Daha önce de defalarca gerekçeleri ve kapsamı açıklanmış konularda birtakım asılsız iddia ve ithamları siyasi rant sağlama amacıyla tekrar tekrar gündeme getirenleri “ibretle izlediklerini” dile getiren Akar, şunları söyledi:
- Karada, denizde, havada, yurt içinde ve sınır ötesinde bütün güç ve enerjisini azim ve kararlılıkla milli menfaatlerimiz için harcayan tüm birlik ve kurumlarımız ile asil milletimizi suni gündemler yaratarak asılsız ve içi boş iddia ve açıklamalarla oyalamanın ülke çıkarlarımıza zarar vermekten başka bir anlamı ve değeri yoktur. Her şeyden önce şunu bir kez daha ifade etmeliyim ki kahraman ordumuzun en önemli vasfı, asil milletimizin bağrından çıkmış olmasıdır. Dolayısıyla ‘Peygamber Ocağı’ olarak bilinen bu kahraman ordu, ilhamını da milletimizin sevgisi, güveni ve duasından almaktadır. Milletiyle böylesine bütünleşmiş olan şanlı ordumuzun ve onun kahraman mensuplarının yegane amacı; ‘ölürsem şehit, kalırsam gazi’ anlayışı içerisinde, gece-gündüz, dağ-bayır, yaz-kış demeden üstün bir gayretle çalışmak ve ülkemize yönelecek her türlü tehdit ve tehlikeye karşı mücadele etmektir.

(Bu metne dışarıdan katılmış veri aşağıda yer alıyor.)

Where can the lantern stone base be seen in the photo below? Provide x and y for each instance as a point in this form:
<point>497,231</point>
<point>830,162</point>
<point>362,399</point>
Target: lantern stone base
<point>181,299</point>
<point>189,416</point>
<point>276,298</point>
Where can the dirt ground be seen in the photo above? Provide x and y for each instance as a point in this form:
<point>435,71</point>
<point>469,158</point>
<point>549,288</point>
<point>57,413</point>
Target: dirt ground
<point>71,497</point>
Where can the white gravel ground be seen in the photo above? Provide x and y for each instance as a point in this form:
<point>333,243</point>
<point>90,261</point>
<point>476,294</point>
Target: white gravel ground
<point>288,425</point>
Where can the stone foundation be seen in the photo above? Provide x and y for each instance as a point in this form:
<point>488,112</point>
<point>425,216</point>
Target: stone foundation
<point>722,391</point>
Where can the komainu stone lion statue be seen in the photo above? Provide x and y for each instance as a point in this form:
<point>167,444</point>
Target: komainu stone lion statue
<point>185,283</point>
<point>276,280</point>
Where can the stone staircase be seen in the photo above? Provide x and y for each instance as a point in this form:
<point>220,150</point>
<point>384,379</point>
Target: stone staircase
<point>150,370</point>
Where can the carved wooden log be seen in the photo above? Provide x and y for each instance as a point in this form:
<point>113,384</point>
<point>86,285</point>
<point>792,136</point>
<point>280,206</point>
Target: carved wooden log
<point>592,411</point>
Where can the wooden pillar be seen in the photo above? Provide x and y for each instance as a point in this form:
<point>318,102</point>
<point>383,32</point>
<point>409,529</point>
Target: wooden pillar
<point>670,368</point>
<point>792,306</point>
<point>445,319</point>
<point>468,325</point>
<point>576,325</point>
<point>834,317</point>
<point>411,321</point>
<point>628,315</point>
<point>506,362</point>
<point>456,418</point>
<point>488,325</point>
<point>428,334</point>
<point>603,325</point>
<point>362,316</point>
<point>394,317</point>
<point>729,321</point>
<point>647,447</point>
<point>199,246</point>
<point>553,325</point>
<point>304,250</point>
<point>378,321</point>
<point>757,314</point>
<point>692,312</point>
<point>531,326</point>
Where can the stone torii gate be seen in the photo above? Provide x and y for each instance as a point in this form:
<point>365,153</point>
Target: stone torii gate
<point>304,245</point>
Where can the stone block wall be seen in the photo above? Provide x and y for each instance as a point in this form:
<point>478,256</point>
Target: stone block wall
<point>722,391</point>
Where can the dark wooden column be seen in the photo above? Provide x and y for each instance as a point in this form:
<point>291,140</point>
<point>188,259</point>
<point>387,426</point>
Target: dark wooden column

“GÜÇLÜ ORDUSU OLMAYAN MİLLETLERİN SONU HÜSRANDIR”
Türk Silahlı Kuvvetlerinin Cumhuriyet tarihinin en yoğun ve en etkin faaliyetlerini icra ettiğini vurgulayan Akar, “Bölgemizde ve dünyada yaşanan son gelişmeler, içinde bulunduğumuz coğrafyada var olmak için yerli ve milli savunma sanayii ürünleri ile teçhiz edilmiş etkin, caydırıcı ve saygın bir orduya sahip olmanın hayati önemi haiz olduğunu göstermiştir. Ve tarih defalarca göstermiştir ki güçlü ordusu olmayan milletlerin sonu hüsrandır” diye konuştu.

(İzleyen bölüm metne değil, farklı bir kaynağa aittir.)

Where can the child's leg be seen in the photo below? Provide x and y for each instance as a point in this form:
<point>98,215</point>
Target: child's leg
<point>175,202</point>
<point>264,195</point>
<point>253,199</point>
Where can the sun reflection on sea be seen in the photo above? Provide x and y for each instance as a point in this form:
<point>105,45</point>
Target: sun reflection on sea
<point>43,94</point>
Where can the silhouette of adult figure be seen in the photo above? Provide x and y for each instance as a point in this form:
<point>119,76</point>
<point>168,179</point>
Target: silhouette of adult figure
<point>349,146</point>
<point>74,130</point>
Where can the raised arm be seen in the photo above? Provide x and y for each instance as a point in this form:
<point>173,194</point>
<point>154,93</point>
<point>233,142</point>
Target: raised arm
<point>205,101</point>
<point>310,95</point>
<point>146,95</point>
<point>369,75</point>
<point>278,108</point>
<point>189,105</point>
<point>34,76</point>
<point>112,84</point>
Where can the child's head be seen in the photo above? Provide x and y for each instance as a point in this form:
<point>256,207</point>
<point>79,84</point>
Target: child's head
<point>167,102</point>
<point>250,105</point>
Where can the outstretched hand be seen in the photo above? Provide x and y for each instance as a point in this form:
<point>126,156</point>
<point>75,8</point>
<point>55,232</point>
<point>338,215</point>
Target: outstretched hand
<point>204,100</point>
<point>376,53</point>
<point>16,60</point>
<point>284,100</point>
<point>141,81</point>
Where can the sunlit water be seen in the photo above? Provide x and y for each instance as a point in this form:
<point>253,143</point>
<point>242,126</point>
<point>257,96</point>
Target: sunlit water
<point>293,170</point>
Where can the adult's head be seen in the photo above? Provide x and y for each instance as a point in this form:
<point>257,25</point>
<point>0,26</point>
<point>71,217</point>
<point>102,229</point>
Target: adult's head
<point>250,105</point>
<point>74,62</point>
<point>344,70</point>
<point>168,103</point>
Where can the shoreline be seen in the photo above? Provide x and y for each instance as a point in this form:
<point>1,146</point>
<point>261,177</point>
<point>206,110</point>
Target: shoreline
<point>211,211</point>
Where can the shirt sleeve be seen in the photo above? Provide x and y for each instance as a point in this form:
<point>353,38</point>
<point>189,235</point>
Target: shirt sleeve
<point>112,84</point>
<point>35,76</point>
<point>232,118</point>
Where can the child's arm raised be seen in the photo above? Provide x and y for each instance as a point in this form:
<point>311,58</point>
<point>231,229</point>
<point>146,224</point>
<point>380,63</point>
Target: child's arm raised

Ordunun tüm mensuplarının bu gerçeklik ile vatanı savunmanın omuzlarına yüklediği yüksek sorumluluk bilinciyle hareket ettiğini ve kendisine verilen her türlü görevi eksiksiz yerine getirme gayretinde olduğunu ifade eden Akar, şunları söyledi:
- Bir ordu, komuta yapısı ve kuvvet yapısından oluşur. Bunlar birbirinden ayrılmaz bir bütündür. Elde edilen tüm başarılarda da en büyük pay, kahraman ve fedakar personelimizin ve onları sevk ve idare eden başta Cumhurbaşkanımız olmak üzere komuta kademesinindir. Tabii bununla birlikte yerli ve milli savunma sanayiimiz tarafından üretilen yüksek teknolojiye sahip silah sistemlerinin, özellikle dünyanın da takdirini kazanmış İHA/ SİHA’ların da bu başarılardaki payı büyüktür.

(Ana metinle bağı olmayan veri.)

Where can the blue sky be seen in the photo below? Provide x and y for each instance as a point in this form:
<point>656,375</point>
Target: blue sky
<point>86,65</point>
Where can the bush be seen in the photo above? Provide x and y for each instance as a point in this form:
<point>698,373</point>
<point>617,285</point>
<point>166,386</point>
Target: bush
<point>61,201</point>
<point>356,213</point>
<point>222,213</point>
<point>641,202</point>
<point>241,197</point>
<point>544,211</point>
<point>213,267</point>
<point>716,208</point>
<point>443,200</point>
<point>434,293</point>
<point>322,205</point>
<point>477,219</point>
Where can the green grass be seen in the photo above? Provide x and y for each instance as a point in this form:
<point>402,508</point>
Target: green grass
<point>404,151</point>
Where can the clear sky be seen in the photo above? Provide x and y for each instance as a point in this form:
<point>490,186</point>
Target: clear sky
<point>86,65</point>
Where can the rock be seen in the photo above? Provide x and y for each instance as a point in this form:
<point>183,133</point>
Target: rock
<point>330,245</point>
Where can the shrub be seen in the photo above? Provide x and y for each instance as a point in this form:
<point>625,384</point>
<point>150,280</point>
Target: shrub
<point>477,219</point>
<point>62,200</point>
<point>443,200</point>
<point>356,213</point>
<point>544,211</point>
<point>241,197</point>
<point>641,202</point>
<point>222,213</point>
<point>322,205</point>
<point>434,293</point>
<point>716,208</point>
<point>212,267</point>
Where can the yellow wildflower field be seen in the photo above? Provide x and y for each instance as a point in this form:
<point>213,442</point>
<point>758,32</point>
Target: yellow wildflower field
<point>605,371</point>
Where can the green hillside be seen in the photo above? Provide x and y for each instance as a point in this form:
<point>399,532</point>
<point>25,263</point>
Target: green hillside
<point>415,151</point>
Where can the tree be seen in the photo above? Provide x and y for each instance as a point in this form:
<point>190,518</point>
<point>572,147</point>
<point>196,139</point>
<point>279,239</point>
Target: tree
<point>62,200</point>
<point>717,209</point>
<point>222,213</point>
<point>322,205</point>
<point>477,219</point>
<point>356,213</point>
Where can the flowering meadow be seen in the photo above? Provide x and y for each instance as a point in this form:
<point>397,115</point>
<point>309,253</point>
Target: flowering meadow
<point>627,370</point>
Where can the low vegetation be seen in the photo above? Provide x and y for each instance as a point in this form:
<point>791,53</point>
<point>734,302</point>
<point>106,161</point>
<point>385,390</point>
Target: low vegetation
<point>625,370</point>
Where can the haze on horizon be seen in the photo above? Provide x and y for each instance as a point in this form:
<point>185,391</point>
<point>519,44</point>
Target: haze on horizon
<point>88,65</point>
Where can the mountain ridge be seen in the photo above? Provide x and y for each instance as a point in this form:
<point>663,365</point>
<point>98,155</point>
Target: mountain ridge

“ÜLKEMİZİN GÖZ BEBEĞİ ORDUMUZ…”
Türk Silahlı Kuvvetleri envanterindeki İHA/SİHA/TİHA’ların son dönemde icra edilen tüm harekat ve operasyonlarda adeta bir “oyun değiştirici” olarak rol aldığına dikkati çeken Akar, şu açıklamalarda bulundu:
- Savunma sanayiinde Sayın Cumhurbaşkanımızın destekleriyle yerlilik ve millilik oranının yüzde 80’lere çıktığı bu dönemde Bayraktar İHA’lar, SİHA’lar ve Fırtına Obüsler ile elde edilen başarıların milletimiz nezdinde gurur kaynağı olması ve bunların rakip ülkeleri pekala rahatsız etmesi olağan bir durumdur. Ancak yurt içinden bazılarının ülkemizin savunma sanayii alanında ulaştığı bu seviyeden rahatsız olmaları ve bunu açıkça dile getirmeleri kabul edilemez, büyük bir talihsizlik, yerli ve milli emek ve başarıya saygısızlıktır. Ülkemizin göz bebeği ordumuzun her türlü günlük polemiklerin ve siyasi ihtirasların dışında tutulması, siyasete malzeme edilmemesi, herkesten en doğal beklentimizdir. Millet iradesinin temsilcisi olması gerekenlerin Türk Silahlı Kuvvetlerinin her zamankinden daha fazla moral ve motivasyona ihtiyaç duyduğu bir dönemde kahraman ordumuzu ve şerefli mensuplarını hedef alan yaklaşımlarını şiddetle kınıyoruz.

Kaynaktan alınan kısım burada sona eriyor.